# Australian Paramedics



## Ambo (Aug 1, 2010)

Hi there fellow Aussies, just wondering how many ppl from Australia use this site ?? And if so where are we from (state/service)......


----------



## MrBrown (Aug 1, 2010)

Hi mate; I know we have people here from NSW, QLD and MAS (Melbourne).  

Brown is a Kiwi, the next State of Australia.


----------



## Melclin (Aug 2, 2010)

3rd year student, hopefully starting with AV soon.
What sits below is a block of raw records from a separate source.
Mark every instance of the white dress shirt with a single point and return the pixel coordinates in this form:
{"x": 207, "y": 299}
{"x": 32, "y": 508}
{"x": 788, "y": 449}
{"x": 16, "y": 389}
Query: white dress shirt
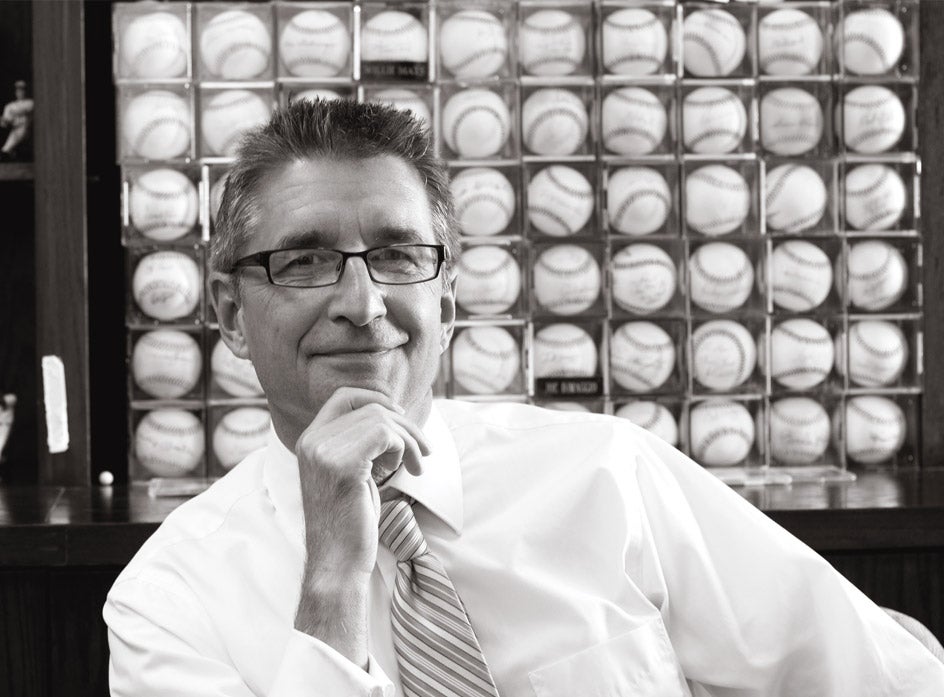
{"x": 593, "y": 559}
There are a few Aussies here, none a particularly active, although the negro puppy and MelbourneMICA chime in from time to time.


----------



## Ambo (Aug 2, 2010)

Thanks guys well looks like some good topics, and interesting ppl on here. Hi to my neighbour in NZ and mate down south in VIC, thanks for the replies.....


----------



## MrBrown (Aug 2, 2010)

Your Westpac helicopter is funny lookin' lol ... ours and yellow on red not red and yellow


----------



## Stew (Aug 3, 2010)

Where are you from Ambo?


----------



## sir.shocksalot (Aug 4, 2010)

I'm from Australia, I don't live there but i'm from there


----------



## Ambo (Aug 6, 2010)

NSW Sydney how is the weather up there in sunny QLD ??


----------



## Stew (Aug 7, 2010)

Loving it! No clouds, sun shining, no jackets, awesome!


----------



## Melclin (Aug 7, 2010)

Full of Queenslanders though eh. I couldn't stand that.. eh.


----------



## Stew (Aug 8, 2010)

Born and mostly bred in Victoria, don't start hating your own kind (bloody students  ).


----------



## Melclin (Aug 8, 2010)

Haha touche.

Well at least you're not from Tassy h34r:


----------